As the amount of reporting has increased, so too has the reliance on the GRI. Companies such as Gildan Activewear, which had been communicating a range of non-financial information since 2004, have voluntarily developed more robust, internationally comparable reports in their most recent communications.

On an international level, Canadian companies have played a role in the development of voluntary standards. Bell Canada, the phone company present in every household until the deregulation of the telecommunications market in recent years, was a founding member of the Global e-Sustainability Initiative (GeSI) dedicated to making electronics more environmentally sustainable.

While GeSI’s membership is dominated by European and US companies, the Canadian sustainability team at Bell played an active role in both developing GeSI and in promoting its work among their peers in what is an otherwise fiercely competitive industry.

Antagonism just below the surface

Yet NGOs continue to have more than a few axes to grind with corporations. Rainforest Action Network and Mining Watch are two Canadian activist watchdogs that regularly critique resource extraction activity. They picketed outside the headquarters of Royal Bank of Canada in June last year demanding that the bank cease investing in Alberta oil sands projects.

RBC is a signatory of the Equator Principles – as are the other four major Canadian banks – but, according to the NGO community, it is debatable to what effect. In 2004, in response to a question as to whether or not the principles have caused RBC to turn down applications for funding, Sandra Odendahl, RBC’s senior manager in environmental risk management, said: “There are usually a lot of reasons why a deal doesn’t go through – to put it down to just the Equator Principles would be naïve in the extreme.”

At that point, according to Odendahl, the bank had applied the principles in three cases: a Canadian oil sands project and two developing country oil and gas projects. And yet, fast forward to 2009 and RBC is, according to Rainforest Action Network, the largest financial backer of the oil sands.

While it would be tempting to view the melée at RBC’s doorstep as an isolated Canadian circumstance – Canadian activists targeting Canadian banks investing in Canadian projects – the potential for impact is international in scope. Canadian financial institutions are key investors in the extractive sector. In 2006, Canadian extractive interests were active in 108 countries, according to a report from the Canadian Centre for the Study of Resource Conflict.

When the relatively educated, democratic, networked, and internet savvy population is taken into account, the voices of Canadian activists have the potential to shape the way resources are extracted globally perhaps more than any other NGO community in the world.

Frustrated by business

Even the more business-friendly NGOs such as WWF have their frustrations. Hadley Archer, WWF Canada’s vice-president for strategic partnerships, says that the scale of the action is nowhere near the scale of the problem. “It’s the biggest companies that need to change, but they are the ones that are the most conservative and most likely to take an incremental approach. We need a new paradigm and it will be exciting and good for the economy, but it’s hard to get there.”

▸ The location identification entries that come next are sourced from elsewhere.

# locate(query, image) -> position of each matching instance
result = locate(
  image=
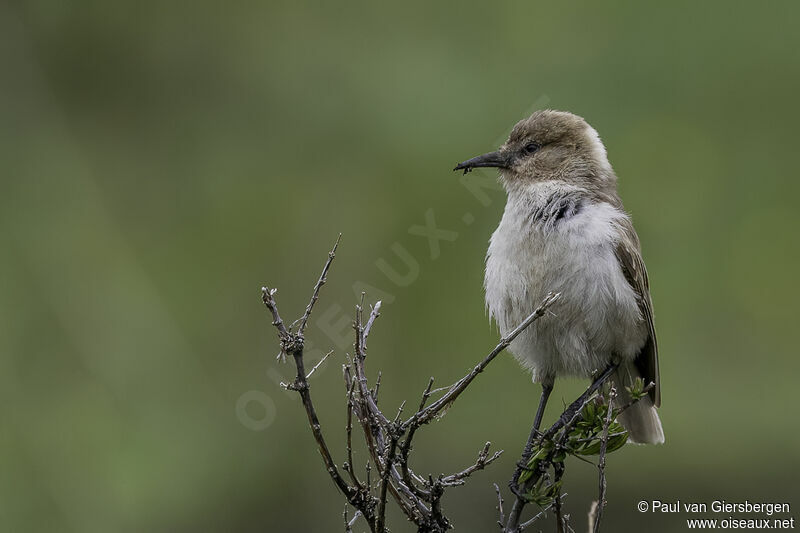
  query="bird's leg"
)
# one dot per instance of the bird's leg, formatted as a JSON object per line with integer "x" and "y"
{"x": 578, "y": 404}
{"x": 547, "y": 388}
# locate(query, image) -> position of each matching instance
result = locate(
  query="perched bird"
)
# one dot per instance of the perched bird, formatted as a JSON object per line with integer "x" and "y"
{"x": 564, "y": 230}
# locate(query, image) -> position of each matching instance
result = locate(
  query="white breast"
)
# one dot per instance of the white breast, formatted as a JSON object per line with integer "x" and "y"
{"x": 597, "y": 316}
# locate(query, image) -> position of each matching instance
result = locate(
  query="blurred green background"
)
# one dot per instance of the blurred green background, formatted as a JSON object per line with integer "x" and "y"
{"x": 162, "y": 161}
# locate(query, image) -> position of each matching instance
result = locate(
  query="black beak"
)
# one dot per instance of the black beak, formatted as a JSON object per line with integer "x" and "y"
{"x": 496, "y": 159}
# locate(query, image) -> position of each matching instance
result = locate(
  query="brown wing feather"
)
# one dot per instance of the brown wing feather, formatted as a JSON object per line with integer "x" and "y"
{"x": 629, "y": 255}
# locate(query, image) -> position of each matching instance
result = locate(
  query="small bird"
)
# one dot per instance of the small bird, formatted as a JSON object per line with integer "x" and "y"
{"x": 564, "y": 230}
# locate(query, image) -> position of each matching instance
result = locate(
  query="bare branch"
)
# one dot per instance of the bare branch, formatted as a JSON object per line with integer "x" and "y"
{"x": 601, "y": 464}
{"x": 502, "y": 520}
{"x": 308, "y": 376}
{"x": 320, "y": 282}
{"x": 432, "y": 410}
{"x": 481, "y": 463}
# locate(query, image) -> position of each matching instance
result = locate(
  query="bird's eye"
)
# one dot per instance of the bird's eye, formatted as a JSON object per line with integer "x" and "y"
{"x": 531, "y": 147}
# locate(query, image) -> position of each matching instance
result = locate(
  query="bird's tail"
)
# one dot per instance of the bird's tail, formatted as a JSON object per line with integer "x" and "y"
{"x": 640, "y": 419}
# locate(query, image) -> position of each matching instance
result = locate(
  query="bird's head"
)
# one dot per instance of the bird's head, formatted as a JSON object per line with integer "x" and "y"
{"x": 549, "y": 145}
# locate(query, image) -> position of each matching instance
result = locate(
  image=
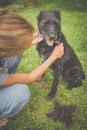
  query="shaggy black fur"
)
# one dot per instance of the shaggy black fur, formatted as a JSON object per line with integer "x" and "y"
{"x": 69, "y": 66}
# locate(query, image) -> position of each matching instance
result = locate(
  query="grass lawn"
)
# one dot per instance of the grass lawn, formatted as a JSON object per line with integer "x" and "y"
{"x": 74, "y": 26}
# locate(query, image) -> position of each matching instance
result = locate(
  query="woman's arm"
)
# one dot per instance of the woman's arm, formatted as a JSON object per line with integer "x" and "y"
{"x": 38, "y": 72}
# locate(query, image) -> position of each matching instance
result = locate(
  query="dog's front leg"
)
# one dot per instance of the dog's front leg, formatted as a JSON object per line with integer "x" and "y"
{"x": 57, "y": 74}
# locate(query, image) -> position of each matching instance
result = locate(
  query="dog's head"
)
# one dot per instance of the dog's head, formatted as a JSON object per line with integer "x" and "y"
{"x": 49, "y": 25}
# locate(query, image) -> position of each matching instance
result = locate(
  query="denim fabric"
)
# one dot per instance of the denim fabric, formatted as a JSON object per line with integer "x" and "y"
{"x": 13, "y": 98}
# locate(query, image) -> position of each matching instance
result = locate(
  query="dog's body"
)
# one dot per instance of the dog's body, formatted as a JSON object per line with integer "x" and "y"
{"x": 69, "y": 65}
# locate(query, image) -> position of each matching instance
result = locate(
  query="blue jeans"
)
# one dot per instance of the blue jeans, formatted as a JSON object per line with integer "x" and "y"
{"x": 13, "y": 98}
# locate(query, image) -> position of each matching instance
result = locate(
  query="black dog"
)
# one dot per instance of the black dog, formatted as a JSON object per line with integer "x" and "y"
{"x": 69, "y": 66}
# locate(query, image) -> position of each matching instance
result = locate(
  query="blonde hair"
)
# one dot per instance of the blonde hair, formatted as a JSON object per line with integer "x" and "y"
{"x": 15, "y": 33}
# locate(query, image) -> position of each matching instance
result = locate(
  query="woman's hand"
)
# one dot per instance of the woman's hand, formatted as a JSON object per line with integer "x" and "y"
{"x": 37, "y": 38}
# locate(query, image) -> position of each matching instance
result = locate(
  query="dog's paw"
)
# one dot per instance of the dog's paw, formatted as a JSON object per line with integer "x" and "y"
{"x": 50, "y": 96}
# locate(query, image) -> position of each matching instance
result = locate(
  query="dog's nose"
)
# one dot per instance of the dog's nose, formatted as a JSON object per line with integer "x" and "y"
{"x": 52, "y": 36}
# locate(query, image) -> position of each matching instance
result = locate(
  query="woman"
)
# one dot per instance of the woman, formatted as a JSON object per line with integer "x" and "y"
{"x": 16, "y": 35}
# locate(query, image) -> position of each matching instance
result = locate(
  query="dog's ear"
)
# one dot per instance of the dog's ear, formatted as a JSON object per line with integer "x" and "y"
{"x": 57, "y": 12}
{"x": 39, "y": 15}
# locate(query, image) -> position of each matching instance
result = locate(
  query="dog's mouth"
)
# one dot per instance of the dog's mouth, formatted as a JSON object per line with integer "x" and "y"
{"x": 49, "y": 41}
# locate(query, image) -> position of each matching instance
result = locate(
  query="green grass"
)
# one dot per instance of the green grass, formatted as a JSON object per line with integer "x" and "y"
{"x": 74, "y": 26}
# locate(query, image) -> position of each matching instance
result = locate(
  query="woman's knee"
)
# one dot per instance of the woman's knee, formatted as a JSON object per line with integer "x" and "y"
{"x": 15, "y": 98}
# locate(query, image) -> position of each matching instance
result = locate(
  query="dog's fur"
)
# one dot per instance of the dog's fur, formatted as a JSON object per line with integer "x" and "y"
{"x": 69, "y": 66}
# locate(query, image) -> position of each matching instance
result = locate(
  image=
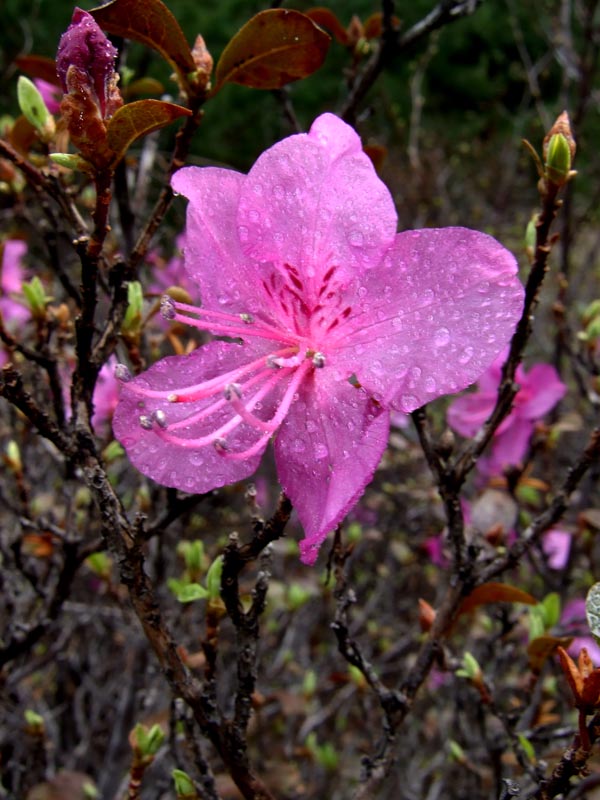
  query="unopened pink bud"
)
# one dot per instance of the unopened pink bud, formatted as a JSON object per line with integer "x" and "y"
{"x": 85, "y": 46}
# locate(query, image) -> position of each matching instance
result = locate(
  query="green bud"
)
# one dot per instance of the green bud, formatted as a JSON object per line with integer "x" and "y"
{"x": 527, "y": 748}
{"x": 187, "y": 592}
{"x": 184, "y": 786}
{"x": 531, "y": 236}
{"x": 456, "y": 751}
{"x": 100, "y": 564}
{"x": 297, "y": 596}
{"x": 132, "y": 323}
{"x": 309, "y": 684}
{"x": 470, "y": 667}
{"x": 70, "y": 161}
{"x": 34, "y": 109}
{"x": 113, "y": 452}
{"x": 592, "y": 610}
{"x": 147, "y": 741}
{"x": 213, "y": 578}
{"x": 35, "y": 294}
{"x": 551, "y": 609}
{"x": 558, "y": 159}
{"x": 34, "y": 720}
{"x": 89, "y": 791}
{"x": 13, "y": 456}
{"x": 193, "y": 555}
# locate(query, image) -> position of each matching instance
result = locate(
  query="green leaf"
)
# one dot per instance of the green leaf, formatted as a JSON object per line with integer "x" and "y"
{"x": 275, "y": 47}
{"x": 592, "y": 610}
{"x": 213, "y": 578}
{"x": 151, "y": 23}
{"x": 39, "y": 67}
{"x": 138, "y": 119}
{"x": 187, "y": 592}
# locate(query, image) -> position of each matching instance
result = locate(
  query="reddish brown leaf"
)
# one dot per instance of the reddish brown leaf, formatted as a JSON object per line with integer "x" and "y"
{"x": 137, "y": 119}
{"x": 540, "y": 648}
{"x": 327, "y": 19}
{"x": 275, "y": 47}
{"x": 495, "y": 593}
{"x": 38, "y": 67}
{"x": 151, "y": 23}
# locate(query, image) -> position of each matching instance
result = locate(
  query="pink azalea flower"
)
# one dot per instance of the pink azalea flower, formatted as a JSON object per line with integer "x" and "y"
{"x": 12, "y": 275}
{"x": 556, "y": 544}
{"x": 573, "y": 619}
{"x": 540, "y": 390}
{"x": 106, "y": 394}
{"x": 331, "y": 319}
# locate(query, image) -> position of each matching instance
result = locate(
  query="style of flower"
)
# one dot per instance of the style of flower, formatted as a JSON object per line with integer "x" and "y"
{"x": 331, "y": 319}
{"x": 540, "y": 390}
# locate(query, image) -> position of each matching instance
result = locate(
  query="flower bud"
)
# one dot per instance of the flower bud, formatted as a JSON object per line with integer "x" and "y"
{"x": 34, "y": 109}
{"x": 85, "y": 47}
{"x": 559, "y": 151}
{"x": 184, "y": 786}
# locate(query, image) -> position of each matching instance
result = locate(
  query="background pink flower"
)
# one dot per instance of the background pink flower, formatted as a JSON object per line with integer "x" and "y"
{"x": 331, "y": 317}
{"x": 540, "y": 390}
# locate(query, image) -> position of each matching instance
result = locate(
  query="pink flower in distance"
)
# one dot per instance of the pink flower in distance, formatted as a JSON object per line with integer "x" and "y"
{"x": 12, "y": 275}
{"x": 540, "y": 390}
{"x": 332, "y": 319}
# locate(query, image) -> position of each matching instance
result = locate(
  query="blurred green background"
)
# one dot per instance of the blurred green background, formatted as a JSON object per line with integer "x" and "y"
{"x": 451, "y": 111}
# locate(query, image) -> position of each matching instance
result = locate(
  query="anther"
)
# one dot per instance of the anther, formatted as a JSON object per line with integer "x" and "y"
{"x": 167, "y": 307}
{"x": 159, "y": 417}
{"x": 220, "y": 446}
{"x": 232, "y": 390}
{"x": 122, "y": 373}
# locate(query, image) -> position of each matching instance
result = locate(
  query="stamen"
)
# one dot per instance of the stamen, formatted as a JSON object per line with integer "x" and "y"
{"x": 229, "y": 324}
{"x": 159, "y": 417}
{"x": 167, "y": 307}
{"x": 206, "y": 388}
{"x": 232, "y": 390}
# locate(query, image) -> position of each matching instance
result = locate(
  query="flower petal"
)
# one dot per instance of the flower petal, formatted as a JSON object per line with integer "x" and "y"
{"x": 314, "y": 201}
{"x": 433, "y": 315}
{"x": 542, "y": 390}
{"x": 192, "y": 469}
{"x": 326, "y": 452}
{"x": 212, "y": 254}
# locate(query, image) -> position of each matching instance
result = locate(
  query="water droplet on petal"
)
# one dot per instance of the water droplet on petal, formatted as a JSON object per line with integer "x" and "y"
{"x": 441, "y": 337}
{"x": 356, "y": 238}
{"x": 465, "y": 356}
{"x": 320, "y": 452}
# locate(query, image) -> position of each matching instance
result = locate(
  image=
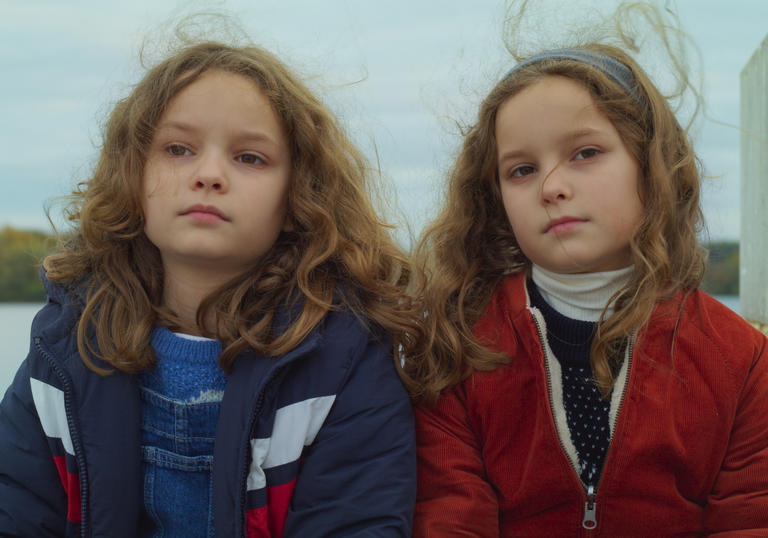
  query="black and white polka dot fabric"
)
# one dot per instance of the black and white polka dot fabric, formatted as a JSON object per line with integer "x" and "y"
{"x": 587, "y": 416}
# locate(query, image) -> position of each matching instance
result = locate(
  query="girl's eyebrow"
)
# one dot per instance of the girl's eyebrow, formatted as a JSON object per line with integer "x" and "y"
{"x": 568, "y": 137}
{"x": 247, "y": 134}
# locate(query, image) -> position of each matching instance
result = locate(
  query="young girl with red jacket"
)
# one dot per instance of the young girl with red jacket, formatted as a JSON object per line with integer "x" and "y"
{"x": 578, "y": 383}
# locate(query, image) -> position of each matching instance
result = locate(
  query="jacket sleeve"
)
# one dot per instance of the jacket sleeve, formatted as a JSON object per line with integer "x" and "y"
{"x": 33, "y": 499}
{"x": 738, "y": 502}
{"x": 358, "y": 478}
{"x": 454, "y": 498}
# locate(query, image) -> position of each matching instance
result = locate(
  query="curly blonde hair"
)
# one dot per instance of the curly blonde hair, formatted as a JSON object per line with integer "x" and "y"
{"x": 335, "y": 253}
{"x": 470, "y": 246}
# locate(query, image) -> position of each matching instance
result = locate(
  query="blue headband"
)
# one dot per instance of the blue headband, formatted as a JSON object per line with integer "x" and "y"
{"x": 619, "y": 72}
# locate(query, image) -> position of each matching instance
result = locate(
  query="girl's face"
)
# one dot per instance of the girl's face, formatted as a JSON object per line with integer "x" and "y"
{"x": 216, "y": 179}
{"x": 568, "y": 183}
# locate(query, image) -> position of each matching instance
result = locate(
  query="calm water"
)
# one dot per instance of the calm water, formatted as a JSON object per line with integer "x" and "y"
{"x": 15, "y": 320}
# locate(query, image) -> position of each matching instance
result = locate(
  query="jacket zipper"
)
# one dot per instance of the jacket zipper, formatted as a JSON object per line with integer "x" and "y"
{"x": 589, "y": 520}
{"x": 74, "y": 434}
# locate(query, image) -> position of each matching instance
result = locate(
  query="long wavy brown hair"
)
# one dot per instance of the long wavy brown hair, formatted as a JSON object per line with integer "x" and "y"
{"x": 337, "y": 253}
{"x": 470, "y": 246}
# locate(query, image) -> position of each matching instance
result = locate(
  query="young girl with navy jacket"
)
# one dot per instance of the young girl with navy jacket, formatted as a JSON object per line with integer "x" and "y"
{"x": 216, "y": 354}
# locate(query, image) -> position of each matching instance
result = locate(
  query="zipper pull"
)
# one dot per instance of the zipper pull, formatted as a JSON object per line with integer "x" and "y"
{"x": 590, "y": 509}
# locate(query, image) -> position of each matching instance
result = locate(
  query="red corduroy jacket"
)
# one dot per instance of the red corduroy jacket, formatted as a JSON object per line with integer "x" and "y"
{"x": 688, "y": 453}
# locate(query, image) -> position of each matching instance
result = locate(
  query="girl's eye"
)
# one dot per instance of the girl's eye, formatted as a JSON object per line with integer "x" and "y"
{"x": 177, "y": 150}
{"x": 250, "y": 158}
{"x": 522, "y": 171}
{"x": 586, "y": 153}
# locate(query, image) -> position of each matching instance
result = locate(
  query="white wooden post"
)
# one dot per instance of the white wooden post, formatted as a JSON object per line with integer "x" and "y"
{"x": 753, "y": 245}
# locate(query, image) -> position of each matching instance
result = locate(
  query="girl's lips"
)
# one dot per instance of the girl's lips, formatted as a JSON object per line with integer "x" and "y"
{"x": 204, "y": 213}
{"x": 563, "y": 224}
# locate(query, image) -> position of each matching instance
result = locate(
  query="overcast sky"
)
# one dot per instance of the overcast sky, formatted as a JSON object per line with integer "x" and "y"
{"x": 397, "y": 72}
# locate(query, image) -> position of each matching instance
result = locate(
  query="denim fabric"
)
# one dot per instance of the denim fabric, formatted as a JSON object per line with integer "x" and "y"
{"x": 177, "y": 450}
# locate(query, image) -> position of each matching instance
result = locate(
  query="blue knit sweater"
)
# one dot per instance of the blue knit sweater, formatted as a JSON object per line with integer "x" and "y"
{"x": 180, "y": 401}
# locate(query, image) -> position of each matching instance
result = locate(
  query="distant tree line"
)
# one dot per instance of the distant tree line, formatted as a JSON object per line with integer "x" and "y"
{"x": 22, "y": 251}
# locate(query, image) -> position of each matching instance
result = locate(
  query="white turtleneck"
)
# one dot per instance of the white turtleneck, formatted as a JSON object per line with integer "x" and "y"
{"x": 580, "y": 296}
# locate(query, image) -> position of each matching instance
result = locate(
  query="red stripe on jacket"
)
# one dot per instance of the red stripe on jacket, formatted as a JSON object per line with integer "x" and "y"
{"x": 71, "y": 485}
{"x": 269, "y": 521}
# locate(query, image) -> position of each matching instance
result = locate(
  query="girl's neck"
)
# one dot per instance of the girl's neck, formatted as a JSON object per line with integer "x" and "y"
{"x": 580, "y": 296}
{"x": 184, "y": 290}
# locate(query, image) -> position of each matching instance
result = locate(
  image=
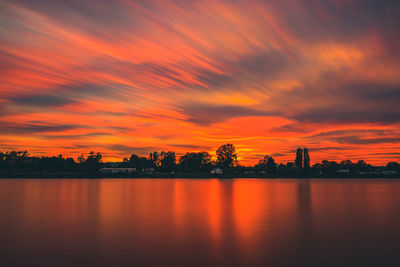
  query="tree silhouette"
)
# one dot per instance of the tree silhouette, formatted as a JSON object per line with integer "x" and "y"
{"x": 167, "y": 161}
{"x": 195, "y": 161}
{"x": 226, "y": 156}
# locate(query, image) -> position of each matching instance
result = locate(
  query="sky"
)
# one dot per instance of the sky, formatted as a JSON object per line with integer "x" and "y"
{"x": 123, "y": 77}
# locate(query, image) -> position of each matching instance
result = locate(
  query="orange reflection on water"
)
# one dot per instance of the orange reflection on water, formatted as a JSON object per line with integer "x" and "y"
{"x": 197, "y": 221}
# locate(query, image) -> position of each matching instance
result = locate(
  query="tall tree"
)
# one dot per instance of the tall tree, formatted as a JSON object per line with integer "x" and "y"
{"x": 226, "y": 156}
{"x": 299, "y": 159}
{"x": 195, "y": 161}
{"x": 167, "y": 161}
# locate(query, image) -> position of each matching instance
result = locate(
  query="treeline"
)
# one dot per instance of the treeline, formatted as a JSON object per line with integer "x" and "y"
{"x": 191, "y": 163}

Examples of wider NGO-corporate collaboration, such as the Forest Stewardship Council and Marine Stewardship Council certification processes, are often cited as success stories. However, as Archer points out, “it’s a 10 to 15 year cycle for one commodity certification, and not everyone’s going to be happy with it”. He argues that as FSC doesn’t tackle climate change, for example, it is now attracting criticism from environmental NGOs, despite the fact it’s a “wonderful system [with] great market uptake”.

Canadian NGOs and industry associations do collectively recognise the scope of the challenge, and they continually try to rally their constituents, some more delicately than others.

Lynda Yanz of MSN sums it up neatly: “These problems are pervasive, persistent and systemic and cannot be eliminated without collaboration with competitors, NGOs and unions. There really can be benefits to honesty, transparency and collaboration.”